Talk:Help/Index A

From J Wiki
Jump to navigation Jump to search

It's tempting to imagine that manually curated indices have been made obsolete by search engines.

However, spammers (and misleading search engine optimization efforts) have been wreaking considerable havoc on search engines. Also, search engines have difficulty distinguish between "domain relevant" and "irrelevant" language use. And there are other issues.

Long story short: manually curated indices are still useful and are likely to remain useful.

That said, there's still considerable benefit from using specialized software to build and update these indices.

Stay tuned...


When working on the index pages, having a relatively recent local copy of the wiki content can be invaluable. Wiki search is great when working manually, but if you are building tools, having a cached copy of the content can speed up your work immensely.

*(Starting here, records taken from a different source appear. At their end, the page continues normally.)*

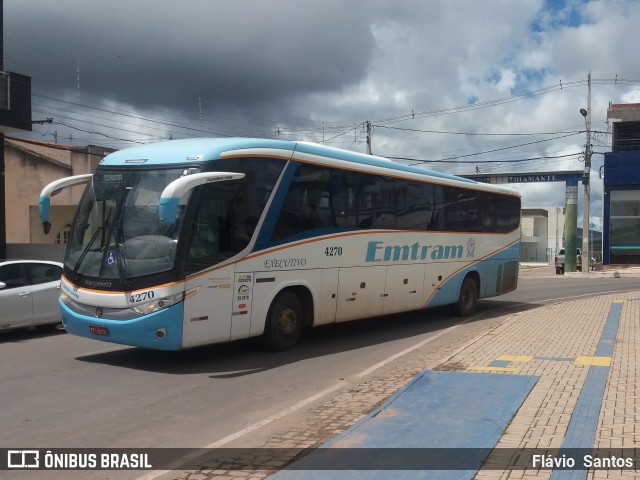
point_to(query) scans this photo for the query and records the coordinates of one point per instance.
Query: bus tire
(468, 298)
(284, 322)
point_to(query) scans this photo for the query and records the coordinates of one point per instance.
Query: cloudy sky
(455, 85)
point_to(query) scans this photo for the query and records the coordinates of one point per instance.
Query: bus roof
(175, 152)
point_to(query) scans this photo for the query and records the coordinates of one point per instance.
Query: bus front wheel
(468, 298)
(284, 322)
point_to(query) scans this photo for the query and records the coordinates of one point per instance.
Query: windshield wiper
(76, 267)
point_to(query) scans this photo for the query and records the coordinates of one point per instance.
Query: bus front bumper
(160, 330)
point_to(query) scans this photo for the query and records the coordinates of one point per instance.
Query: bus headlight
(157, 305)
(64, 298)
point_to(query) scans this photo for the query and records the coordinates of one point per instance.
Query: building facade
(29, 166)
(621, 202)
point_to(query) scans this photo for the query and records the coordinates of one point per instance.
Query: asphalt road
(59, 390)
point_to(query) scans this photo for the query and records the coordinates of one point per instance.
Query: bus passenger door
(328, 297)
(360, 292)
(403, 288)
(241, 308)
(207, 311)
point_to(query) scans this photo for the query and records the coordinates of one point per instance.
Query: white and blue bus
(193, 242)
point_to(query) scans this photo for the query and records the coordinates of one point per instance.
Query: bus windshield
(117, 233)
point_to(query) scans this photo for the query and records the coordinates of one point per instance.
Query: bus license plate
(99, 330)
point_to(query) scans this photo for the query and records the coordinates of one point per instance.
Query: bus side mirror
(55, 188)
(172, 193)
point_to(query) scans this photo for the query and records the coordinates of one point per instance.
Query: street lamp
(585, 183)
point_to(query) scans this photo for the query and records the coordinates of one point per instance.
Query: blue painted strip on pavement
(438, 413)
(555, 359)
(500, 363)
(581, 432)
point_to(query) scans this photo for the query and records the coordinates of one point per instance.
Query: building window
(624, 227)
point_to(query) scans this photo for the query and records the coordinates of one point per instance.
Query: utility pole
(3, 215)
(585, 180)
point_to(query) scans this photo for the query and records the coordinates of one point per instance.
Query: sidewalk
(580, 370)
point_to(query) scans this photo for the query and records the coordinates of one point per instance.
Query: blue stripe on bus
(188, 151)
(204, 149)
(320, 150)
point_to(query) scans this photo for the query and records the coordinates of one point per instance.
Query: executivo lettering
(378, 251)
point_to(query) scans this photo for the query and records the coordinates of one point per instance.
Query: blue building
(621, 203)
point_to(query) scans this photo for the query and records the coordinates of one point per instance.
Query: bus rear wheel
(468, 298)
(284, 322)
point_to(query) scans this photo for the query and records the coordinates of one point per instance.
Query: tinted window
(13, 275)
(43, 272)
(321, 200)
(226, 213)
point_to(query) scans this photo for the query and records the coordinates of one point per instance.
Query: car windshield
(117, 233)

But the wiki has a lot of "exposed infrastructure", so automated tools designed for other contexts might struggle to get what we are interested in here (which is the content of the Main namespace). The mediawiki actually provides ways of bulk downloading these pages, and that's probably a good way to go.

But, here's another approach. (This might take an hour or so to pull down a cached copy of the current wiki):

NB. j wiki spider
require'web/gethttp'
SRC=: 'https://code.jsoftware.com/wiki/'
DEST=: '~user/wikidir/'

mkdir=: [: 1!:5 ::0:@<@jpath@>@|. [: dirname&.>^:a: <
dirname=: {.~ i:&'/'
dirpath=: {{
  ext=.x{::'html';'wsrc'
  safe=. y rplc'.';'.dot';'*';'.star';'//';'/slash.'
  DEST,ext,'/',safe,'.',ext
}}
snap=: I.{[
pans=: (<:@I. { [)~
snapr=: pans&.:-&.:|.
locs=: I.@E.
loc=: {.@locs

editurl=: {{
  assert. SRC-: (#SRC){.y
  assert. -.'?#' e. y
  'https://code.jsoftware.com/mediawiki/index.php?title=',(#SRC)}.y,'&action=edit'
}}

NB. this version assumes no nesting and no conflicting comments
NB. good enough for now -- conceptually fixable 
NB. (for example, extracting only top level 
NB.  and explicitly ignoring '< and '>' characters in comments)
NB. this approach avoids unneeded complexity (for now)
innerhtmls=: {{
  opens=. 1+('>' locs y) snap ('<',x) locs tolower y
  closes=. ('</',x) locs tolower y
  y {L:0~ opens (+ i.)each closes-opens
}} L:0

outerhtmls=: {{
  opens=. ('<',x) locs tolower y
  closes=. ('>' locs y) snap ('</',x) locs tolower y
  y {L:0~ opens (+ i.)each closes-opens
}} L:0

getcache=: {{
  assert. SRC-: (#SRC){.y
  h=. 0 dirpath (#SRC)}.y
  w=. 1 dirpath (#SRC)}.y
  if. 2>#H=. fread h do.
    mkdir dirname h
    H=. '-sL' gethttp y
    H fwrite h
  end.
  if. 2>#W=. fread w do.
    mkdir dirname w
    W=. rplc&('<';'<';'&';'&') ;'textarea' innerhtmls '-sL' gethttp editurl y
    W fwrite w
  end.
  H;W
}}

rawlinks=: {{
  htm=. tolower y
  a=. '<a ' locs htm
  href=. 'href='
  ah=. a snapr href locs htm
  ae=. a snapr '>' locs htm
  ur=. (#href)+(ah < ae)#ah
  us=. (I.htm e.' >') snap ur
  y trimquote@:{L:0~ur (+ i.)&.> us-ur
}}

dests=: {{ 6}.&.>~.(#~ ('/wiki/'-:6&{.)@>)({.~i.&'#')&.>rawlinks y }}

maindests=: {{ (#~ 0=':'&e.@>) dests y }}

trimquote=: {{
  if. '""' -: ({.,{:) y do. }.}: y return. end.
  if. '''''' -: ({.,{:) y do. }.}: y return. end.
  y
}}

spider=: {{
  old=. next=. ''
  todo=. <'Help/Pcre/PCRE_Index'
  whilst.-.old-:todo do.
    echo (":#old=.todo),' ',next
    todo=. ~.todo, maindests '-Ls' gethttp 'https://code.jsoftware.com/mediawiki/index.php?title=Special:AllPages&from=',next
    next=.;{:todo
  end.
  j=. 0
  while.j<#todo do.
    echo url=. SRC,j{::todo
    todo=. ~.todo,maindests 0{::getcache url
    j=. j+1
  end.
  (;todo,&.>LF) fwrite DEST,'index.txt'
  #todo
}}

Here spider'' will grab both rendered html and wiki markup representations most of the current wiki pages.